“Or else—what, Miss Waring? Anything to please you.”
“Or else—give it up altogether,” Constance said.
His face grew very long; he was very fond of his violin. “If you think it is so hopeless as that—if you wish me to give it up altogether——”
“Oh, not I. It amuses me. I like to hear you break down. It would be quite a pity if you were to give up, you take my scolding so delightfully. Don’t give it up as long as you are here, Captain Gaunt. After that, it doesn’t matter what happens—to me.”
“No,” he said, almost with a groan, “it doesn’t matter what happens after that—to me. It’s the Deluge, you know,” said the poor young fellow. “I wish the world would come to an end first”—thus unconsciously echoing the poet. “But, Miss Waring,” he added anxiously, coming a little closer, “I may come back? Though I must go to London, it is not necessary I should stay there. I may come back?”
“Oh, I hope so, Captain Gaunt. What would your mother do, if you did not come back? But I suppose she will be going away for the summer. Everybody leaves Bordighera in the summer, I hear.”
“I had not thought of that,” cried the young soldier. “And you will be going too?’

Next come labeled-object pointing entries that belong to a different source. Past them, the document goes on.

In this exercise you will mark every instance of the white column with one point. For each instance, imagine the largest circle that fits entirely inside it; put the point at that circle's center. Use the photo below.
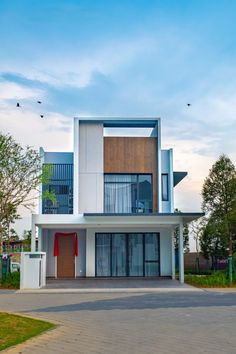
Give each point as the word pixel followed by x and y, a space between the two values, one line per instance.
pixel 173 253
pixel 40 235
pixel 33 233
pixel 181 253
pixel 76 168
pixel 90 253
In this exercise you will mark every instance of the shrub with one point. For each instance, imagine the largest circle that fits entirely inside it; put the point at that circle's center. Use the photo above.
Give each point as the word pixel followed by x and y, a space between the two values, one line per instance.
pixel 217 279
pixel 12 281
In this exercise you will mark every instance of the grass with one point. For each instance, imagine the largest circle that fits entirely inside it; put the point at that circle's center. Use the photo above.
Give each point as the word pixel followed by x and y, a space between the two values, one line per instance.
pixel 12 281
pixel 16 329
pixel 215 280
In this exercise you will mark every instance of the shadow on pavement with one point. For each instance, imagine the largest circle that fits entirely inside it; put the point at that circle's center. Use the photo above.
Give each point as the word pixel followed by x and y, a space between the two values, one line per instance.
pixel 147 301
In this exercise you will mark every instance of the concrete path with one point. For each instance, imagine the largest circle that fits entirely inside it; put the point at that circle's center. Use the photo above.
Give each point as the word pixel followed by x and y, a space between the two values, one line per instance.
pixel 111 286
pixel 118 323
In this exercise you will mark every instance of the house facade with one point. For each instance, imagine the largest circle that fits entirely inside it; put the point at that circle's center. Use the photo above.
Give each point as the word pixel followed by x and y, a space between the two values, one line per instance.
pixel 114 211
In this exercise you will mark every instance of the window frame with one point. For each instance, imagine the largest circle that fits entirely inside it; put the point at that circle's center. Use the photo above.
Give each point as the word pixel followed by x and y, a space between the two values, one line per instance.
pixel 163 197
pixel 138 190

“I suppose so,” said Constance. “Papa, I hope, is not so lost to every sense of duty as to let me spoil my complexion for ever by staying here.”
“That would be impossible,” he said, with eyes full of admiration.
“You intend that for a compliment, Captain Gaunt; but it is no compliment. It means either that I have no complexion to lose, or that I am one of those thick-skinned people who take no harm—neither of which is complimentary, nor true. I shall have to teach you how to pay compliments as well as how to play the violin.”